长山客 · 耽于纯美 · 340 KB · 2026-09-14 18:09:57

第72章

  你一言我一语地说着话,说着说着宋青雨便泛起了困,趴在窗台上懒怠动,眼半眯不眯的,抬手按在窗桁上,说:“我睡了。”

  李璟珩侧身看着他,眼神柔和:“你睡吧,我替你守着。”

  宋青雨想了想,还是没关窗,顺势翻回榻上,咕哝了句:“你别趁人之危。”

  李璟珩笑了下,挑了处平整的地方靠坐着,回过头来说:“不会的。”

  宋青雨入睡的很快。李璟珩将头抵近了些,一墙之隔,听见他窸窸窣窣地翻了个身,片刻后,呼吸声响起,清浅绵长。

  印象里宋青雨在雍王府的时候一直睡的不大踏实,觉浅,易醒,稍微有点动静都能吓的彻夜不眠,便是这样也不肯贴着李璟珩睡,自个儿蜷缩在拔步床的一侧,削瘦的肩胛微微支起,像只受惊过度抖抖索索的猫儿。

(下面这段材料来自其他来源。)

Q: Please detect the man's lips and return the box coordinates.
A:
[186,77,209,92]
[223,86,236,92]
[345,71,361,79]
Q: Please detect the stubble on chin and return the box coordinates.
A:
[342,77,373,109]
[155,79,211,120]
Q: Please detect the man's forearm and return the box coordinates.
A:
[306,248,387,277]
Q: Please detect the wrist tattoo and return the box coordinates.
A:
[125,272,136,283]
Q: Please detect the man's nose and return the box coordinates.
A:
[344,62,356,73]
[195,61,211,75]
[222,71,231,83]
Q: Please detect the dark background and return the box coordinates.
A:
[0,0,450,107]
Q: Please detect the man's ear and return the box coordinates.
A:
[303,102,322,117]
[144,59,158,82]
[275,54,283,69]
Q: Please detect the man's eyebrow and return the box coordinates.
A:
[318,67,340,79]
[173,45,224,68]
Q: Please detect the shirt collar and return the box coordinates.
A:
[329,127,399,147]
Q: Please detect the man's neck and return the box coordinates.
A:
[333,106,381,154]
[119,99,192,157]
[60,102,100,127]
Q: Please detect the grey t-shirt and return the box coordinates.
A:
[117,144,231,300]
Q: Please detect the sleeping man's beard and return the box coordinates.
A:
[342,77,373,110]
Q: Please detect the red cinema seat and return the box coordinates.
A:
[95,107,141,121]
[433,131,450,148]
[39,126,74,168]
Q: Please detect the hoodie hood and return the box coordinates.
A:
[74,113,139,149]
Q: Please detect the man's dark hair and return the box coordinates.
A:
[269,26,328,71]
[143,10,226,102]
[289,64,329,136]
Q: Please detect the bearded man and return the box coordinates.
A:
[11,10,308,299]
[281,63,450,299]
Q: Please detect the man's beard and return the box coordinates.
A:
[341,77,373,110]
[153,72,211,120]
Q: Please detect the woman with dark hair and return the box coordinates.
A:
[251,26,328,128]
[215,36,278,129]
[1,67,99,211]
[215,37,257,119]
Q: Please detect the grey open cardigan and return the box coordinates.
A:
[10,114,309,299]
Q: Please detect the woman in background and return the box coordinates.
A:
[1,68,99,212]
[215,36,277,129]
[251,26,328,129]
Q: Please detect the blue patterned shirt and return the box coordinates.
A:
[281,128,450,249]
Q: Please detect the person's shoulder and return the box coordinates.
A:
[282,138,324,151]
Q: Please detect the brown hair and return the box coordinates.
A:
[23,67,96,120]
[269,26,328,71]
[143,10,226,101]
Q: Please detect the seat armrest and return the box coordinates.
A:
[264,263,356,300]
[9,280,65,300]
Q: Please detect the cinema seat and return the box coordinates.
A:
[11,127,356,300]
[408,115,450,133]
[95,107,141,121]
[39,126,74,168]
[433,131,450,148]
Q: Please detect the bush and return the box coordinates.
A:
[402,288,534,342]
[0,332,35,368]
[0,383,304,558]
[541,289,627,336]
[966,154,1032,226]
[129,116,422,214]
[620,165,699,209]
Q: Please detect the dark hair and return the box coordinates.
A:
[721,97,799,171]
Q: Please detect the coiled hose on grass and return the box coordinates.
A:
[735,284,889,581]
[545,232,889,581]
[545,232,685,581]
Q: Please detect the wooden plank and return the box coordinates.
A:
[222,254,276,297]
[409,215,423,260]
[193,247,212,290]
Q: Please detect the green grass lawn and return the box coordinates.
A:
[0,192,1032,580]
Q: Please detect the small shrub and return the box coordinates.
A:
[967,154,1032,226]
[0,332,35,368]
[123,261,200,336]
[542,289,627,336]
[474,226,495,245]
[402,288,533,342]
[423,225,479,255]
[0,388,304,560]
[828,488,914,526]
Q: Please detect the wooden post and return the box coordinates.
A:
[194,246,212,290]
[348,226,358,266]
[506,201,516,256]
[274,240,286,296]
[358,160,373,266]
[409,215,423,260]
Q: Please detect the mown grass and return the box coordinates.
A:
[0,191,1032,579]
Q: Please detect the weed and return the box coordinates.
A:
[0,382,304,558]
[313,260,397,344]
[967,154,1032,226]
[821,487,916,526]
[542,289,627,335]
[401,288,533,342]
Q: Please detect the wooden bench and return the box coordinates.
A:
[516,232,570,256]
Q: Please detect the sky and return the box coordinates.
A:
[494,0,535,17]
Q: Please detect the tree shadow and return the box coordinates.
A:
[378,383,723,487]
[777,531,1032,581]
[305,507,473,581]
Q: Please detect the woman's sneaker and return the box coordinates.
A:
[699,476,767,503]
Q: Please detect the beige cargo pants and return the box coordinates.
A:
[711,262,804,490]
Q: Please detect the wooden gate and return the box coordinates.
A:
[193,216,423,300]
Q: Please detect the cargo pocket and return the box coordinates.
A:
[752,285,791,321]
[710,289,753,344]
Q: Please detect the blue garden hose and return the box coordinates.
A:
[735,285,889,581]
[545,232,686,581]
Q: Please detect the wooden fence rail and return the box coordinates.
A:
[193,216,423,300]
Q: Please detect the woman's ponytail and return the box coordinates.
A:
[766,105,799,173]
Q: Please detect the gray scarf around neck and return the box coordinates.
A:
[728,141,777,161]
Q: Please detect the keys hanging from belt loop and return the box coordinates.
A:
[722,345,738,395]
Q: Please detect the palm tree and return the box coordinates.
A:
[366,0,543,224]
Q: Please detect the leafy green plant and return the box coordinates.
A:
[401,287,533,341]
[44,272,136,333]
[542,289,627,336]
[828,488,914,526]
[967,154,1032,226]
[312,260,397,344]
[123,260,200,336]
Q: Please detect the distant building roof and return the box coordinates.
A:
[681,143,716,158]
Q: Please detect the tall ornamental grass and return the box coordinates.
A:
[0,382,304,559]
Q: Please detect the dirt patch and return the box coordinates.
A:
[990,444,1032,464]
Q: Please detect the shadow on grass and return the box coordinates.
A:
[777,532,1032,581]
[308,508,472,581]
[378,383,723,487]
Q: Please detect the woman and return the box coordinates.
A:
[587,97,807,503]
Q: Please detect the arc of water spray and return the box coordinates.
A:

  他强行把人圈在过怀里几次,可次早眼睛一睁这人又摸索着睡到了床边,面朝外躺着,好像这样才能安心,他为此还恼的把宋青雨踹下床去过。

  夜里虫声如雨,无风无月,倒是淌了满天闪闪烁烁的星子。李璟珩靠坐廊下,仰头看着,忽然想起从前在南书房时,宫里过乞巧节,给各处都送了时兴的干果糕点,皇子们还有娘娘额外绣的荷包。他娘死的很早,在他进南书房之前便一条白绫吊死了,听说死的时候脸上犹然带笑,好像解脱,又似浑无牵挂。李璟珩身披重孝,去见了她最后一面,无论扶榇还是哭丧,脸上都没什么表情,一片死寂,传在旁人口中便是不孝不悌,狼心狗性,天家更是嗤之以鼻,以为他行为不端,有失皇家颜面。

  他两手空空,既没有母亲手绣的荷包,也没有盛德帝赏赐的珍宝器玩,旁的皇子世子们七七八八地聚在一处,比谁得的赏赐多,他便背着手,沿着南书房外的小径,一趟来一趟去,边踢路上的小石子边看秋日晴朗高远的天穹。

  太子的赏赐自然是最多的,藩国进贡的金盏银盏,小到触手生凉的丝绸布帛,大大小小能堆半间屋子,他拿了几件趁手的,分俵众人。几个人都点头哈腰地揖手作谢,口称多谢太子殿下,太子殿下千秋万代,太子殿下万寿无疆,太子殿下气的将脚一跺,忿忿然抬手要打他们,诸人忽而又作鸟兽散,笑着闹成一团。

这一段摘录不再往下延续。